Fallon Simard’s memes and videos capture the conflicts created by colonialism, land, politics, and capitalism. The Anishinaabe-Metis artist creates moving and still images as an embodied and visceral response to Indigenous identity that dispels current tropes of Indigeneity. Simard’s work instead investigates intensity and burden as products of injustice(s), human rights violations, and colonial violence. In his videos and memes, Simard illustrates bad feelings and harms from different Indigenous contexts to reveal new modes and effects of colonial-capital-racial policy. Simard’s work mobilizes grief, intensity, and trauma as mitigation tools to colonial-capital policy. Fallon Simard additionally creates policy recommendations into legislation, services, programs, and organizations to advocate for the human rights and substantive equality of Two Spirit, Queer and Trans Indigenous people.
Geneviève Wallen is a Tiohtiá:ke/Montreal-based independent curator and writer.
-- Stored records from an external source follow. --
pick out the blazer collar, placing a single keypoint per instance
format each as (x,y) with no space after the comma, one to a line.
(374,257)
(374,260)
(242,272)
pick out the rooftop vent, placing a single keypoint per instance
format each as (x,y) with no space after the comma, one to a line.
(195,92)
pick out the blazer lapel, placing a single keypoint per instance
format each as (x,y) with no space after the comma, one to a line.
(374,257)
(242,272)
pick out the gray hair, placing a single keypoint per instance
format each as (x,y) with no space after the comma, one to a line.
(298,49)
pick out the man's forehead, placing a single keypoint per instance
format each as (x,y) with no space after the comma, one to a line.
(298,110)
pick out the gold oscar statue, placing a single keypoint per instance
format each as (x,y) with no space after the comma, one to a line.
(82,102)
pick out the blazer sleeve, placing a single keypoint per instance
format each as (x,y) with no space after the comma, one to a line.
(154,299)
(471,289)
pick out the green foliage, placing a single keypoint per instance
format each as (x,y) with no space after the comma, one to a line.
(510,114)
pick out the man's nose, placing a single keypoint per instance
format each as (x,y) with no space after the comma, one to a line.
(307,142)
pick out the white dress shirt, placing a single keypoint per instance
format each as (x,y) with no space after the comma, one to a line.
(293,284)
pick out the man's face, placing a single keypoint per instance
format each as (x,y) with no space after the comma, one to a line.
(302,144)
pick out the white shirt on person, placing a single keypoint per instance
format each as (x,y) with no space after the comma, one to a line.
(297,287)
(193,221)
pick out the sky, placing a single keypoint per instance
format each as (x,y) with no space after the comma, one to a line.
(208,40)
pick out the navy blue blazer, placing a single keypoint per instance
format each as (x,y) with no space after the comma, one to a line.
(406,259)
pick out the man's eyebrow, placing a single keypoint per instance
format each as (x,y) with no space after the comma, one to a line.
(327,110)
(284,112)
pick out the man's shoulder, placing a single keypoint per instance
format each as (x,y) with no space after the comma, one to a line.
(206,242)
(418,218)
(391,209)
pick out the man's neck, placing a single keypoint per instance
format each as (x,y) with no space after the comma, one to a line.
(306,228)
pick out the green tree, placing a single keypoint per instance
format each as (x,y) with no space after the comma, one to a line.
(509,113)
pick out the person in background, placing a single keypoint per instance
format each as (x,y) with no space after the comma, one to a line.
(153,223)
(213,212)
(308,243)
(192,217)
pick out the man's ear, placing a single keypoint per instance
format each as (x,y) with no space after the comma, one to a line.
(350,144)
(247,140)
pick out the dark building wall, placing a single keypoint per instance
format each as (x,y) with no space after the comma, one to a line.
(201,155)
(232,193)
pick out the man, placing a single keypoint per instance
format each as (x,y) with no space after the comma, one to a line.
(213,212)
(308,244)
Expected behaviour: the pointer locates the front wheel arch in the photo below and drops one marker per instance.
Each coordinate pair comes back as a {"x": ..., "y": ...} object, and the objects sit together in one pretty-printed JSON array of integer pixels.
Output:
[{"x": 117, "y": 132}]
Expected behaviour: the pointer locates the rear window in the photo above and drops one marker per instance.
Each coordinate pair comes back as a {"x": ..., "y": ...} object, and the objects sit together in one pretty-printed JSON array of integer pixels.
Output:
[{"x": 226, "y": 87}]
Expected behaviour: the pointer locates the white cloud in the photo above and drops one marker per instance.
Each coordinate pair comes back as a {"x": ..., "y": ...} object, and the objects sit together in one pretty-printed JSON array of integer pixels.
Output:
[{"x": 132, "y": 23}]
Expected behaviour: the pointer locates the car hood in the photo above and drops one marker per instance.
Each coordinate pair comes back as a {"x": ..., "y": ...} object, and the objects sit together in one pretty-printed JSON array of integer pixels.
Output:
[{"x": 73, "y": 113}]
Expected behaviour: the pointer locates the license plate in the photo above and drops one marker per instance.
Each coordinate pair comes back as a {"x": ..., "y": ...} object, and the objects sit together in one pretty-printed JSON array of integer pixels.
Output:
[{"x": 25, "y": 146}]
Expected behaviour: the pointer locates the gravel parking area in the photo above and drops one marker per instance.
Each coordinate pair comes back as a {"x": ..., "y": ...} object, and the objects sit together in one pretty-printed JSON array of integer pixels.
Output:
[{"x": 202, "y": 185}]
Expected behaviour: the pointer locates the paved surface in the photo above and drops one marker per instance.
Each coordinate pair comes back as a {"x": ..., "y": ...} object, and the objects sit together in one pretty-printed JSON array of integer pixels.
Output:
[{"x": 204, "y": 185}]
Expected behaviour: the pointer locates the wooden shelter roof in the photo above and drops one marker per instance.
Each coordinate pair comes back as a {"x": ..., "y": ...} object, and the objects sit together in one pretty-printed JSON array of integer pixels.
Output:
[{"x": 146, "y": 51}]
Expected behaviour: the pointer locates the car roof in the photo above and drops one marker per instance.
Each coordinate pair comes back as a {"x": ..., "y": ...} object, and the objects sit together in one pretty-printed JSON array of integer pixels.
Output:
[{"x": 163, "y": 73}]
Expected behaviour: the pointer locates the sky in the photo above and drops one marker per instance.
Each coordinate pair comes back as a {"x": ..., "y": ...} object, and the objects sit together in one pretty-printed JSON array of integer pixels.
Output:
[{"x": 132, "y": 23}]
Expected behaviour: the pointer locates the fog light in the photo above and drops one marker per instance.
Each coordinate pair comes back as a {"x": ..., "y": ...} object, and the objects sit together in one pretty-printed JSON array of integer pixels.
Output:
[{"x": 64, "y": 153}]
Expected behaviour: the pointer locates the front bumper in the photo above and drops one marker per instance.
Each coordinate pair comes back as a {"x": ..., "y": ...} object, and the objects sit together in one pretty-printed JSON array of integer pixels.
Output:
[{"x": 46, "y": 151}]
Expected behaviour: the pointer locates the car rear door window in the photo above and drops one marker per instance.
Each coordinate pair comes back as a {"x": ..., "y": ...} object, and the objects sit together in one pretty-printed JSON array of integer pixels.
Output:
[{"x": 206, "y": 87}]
She obtained a BFA in Art History at Concordia University (2012) and a MFA in Criticism and Curatorial Practice at OCAD University (2015). Wallen's practice is informed by diasporic narratives, intersectional feminism, intergenerational dialogues, BIPOC alternative futurities and healing platforms. Her ongoing research focuses on the notion of longevity as a methodology for resistance and care work in the arts. Her most recent curated exhibition, Made of Honey, Gold, and Marigold (2020), was on view at the Robert McLaughlin Gallery in Oshawa. Wallen contributed essays for C magazine and the anthology Other Places;Reflections on Media Arts in Canada, edited by Deanna Bowen. She is an Exhibition Coordinator at Fofa Gallery, a member of YTB (Younger than Beyoncé) Collective, and is the co-initiator (with Marsya Maharani) of Souped Up a thematic dinner series conceived to carve spaces for care and support building among BIPOC curators and cultural workers.
Syrus Marcus Ware is a Vanier scholar, visual artist, activist, curator and educator. Syrus uses painting, installation and performance to explore social justice frameworks and black activist culture, and he’s shown widely in galleries and festivals across Canada. He is part of the Perfor-mance Disability Art Collective and a core-team member of Black Lives Matter – Toronto. He has won several recognitions including the TD Diversity Award 2017, “Best Queer Activist” NOW Magazine 2005, and the Steinert and Ferreiro Award 2012.
ABOUT THE MODERATOR
Belinda Kwan is a Chinese-Canadian settler curator interested in exhibitionary forms of critique, pedagogy, and advocacy. Her research-based practice explores how processes of knowledge translation and legitimization produce or influence transgenerational trauma. More recently, her work has focused on how notions of scientific and mathematic ‘objectivity’ shape the socio-political imaginary. She has curated for the Society of Literature, Science, and the Arts (int’l); Varley Art Gallery (Markham); Art Gallery of York University (Toronto); and Myseum of Toronto. She is a Co-Director at Bunker 2 Contemporary Art Container and a board member of Trinity Square Video (Toronto).